Tudo bem arranjado, talvez mesmo o drapeado dos tecidos, podemos imaginar a fotógrafa posicionando suas melhores luzes para retratar uma superfície tranquila, que nos coloca em dúvida sobre o sono ou a plena ausência, como se sobre aquele corpo, naquele exato instante, passeassem pombas brancas.
Na foto um teto tranquilo, mas em Paris o momento era conturbado.
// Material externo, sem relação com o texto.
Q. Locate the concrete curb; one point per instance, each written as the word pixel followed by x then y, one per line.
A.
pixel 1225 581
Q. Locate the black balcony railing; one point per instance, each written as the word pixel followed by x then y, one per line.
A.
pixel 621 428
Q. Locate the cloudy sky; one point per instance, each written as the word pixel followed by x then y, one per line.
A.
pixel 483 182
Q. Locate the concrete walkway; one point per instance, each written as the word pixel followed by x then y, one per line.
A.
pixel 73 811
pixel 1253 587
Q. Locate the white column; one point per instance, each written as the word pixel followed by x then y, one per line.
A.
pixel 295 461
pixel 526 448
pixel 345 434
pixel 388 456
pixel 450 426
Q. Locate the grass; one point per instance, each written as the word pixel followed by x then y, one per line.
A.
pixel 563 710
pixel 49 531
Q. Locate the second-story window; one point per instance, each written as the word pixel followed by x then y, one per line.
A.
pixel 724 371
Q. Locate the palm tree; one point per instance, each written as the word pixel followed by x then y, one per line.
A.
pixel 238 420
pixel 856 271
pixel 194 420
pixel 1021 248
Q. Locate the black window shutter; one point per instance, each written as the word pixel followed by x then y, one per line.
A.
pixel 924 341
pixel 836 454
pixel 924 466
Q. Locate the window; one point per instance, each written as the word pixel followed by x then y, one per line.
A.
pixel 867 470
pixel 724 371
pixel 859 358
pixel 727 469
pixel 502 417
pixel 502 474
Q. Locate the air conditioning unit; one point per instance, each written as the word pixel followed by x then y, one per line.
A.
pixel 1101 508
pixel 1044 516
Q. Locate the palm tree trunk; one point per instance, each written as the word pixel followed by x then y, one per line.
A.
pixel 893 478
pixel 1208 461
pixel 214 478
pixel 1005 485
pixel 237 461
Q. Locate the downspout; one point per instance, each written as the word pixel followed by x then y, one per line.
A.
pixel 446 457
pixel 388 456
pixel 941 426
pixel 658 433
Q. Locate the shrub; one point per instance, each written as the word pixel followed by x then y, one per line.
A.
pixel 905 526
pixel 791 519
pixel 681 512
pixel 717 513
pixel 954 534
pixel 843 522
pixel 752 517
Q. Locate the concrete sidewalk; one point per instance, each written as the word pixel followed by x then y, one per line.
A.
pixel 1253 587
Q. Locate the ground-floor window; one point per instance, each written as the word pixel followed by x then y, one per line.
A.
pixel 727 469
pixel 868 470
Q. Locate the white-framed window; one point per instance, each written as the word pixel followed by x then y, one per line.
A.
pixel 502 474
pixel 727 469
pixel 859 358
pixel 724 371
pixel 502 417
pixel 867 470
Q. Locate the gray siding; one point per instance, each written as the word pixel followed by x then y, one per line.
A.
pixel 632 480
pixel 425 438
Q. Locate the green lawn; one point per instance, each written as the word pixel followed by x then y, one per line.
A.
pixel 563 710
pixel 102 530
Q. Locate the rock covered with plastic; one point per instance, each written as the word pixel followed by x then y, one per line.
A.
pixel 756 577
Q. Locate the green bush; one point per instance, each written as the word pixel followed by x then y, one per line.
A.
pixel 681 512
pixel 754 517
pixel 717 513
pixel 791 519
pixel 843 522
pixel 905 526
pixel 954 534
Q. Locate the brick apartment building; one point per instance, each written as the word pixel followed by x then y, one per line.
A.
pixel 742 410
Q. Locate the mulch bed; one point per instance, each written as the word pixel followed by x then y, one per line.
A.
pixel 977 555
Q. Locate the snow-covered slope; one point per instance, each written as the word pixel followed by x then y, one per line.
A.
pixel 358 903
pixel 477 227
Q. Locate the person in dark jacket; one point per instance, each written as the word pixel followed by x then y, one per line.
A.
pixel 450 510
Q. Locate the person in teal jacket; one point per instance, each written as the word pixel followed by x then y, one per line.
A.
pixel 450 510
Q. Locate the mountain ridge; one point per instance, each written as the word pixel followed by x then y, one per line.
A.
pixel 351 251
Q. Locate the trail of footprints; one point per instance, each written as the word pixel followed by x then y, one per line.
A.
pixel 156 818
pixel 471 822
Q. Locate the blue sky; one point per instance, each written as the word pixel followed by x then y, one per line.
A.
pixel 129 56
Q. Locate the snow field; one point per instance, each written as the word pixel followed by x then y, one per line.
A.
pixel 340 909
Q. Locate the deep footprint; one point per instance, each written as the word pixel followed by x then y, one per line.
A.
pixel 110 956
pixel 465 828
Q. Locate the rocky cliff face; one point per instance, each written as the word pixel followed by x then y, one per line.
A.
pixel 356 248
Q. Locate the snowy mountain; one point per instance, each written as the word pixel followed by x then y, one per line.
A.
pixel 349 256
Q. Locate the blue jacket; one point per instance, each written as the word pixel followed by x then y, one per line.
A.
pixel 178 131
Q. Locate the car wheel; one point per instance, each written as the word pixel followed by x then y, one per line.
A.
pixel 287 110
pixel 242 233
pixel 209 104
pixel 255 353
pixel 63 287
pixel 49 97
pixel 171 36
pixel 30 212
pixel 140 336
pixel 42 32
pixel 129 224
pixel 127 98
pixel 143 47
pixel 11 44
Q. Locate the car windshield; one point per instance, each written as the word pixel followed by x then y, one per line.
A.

A segunda guerra mundial ainda estava no ar.
Em uma homenagem feita ao filósofo Henri Bergson, que acabara de falecer, em 1941, Paul Valéry declara:
Eu pensava, no começo deste ano em que a França se encontra por baixo, sua vida submetida às provas mais duras, que eu devia exprimir aqui os votos (...) de que os tempos vindouros sejam menos amargos, menos sinistros, menos medonhos que os que vivemos em 1940, e que vivemos ainda.[2]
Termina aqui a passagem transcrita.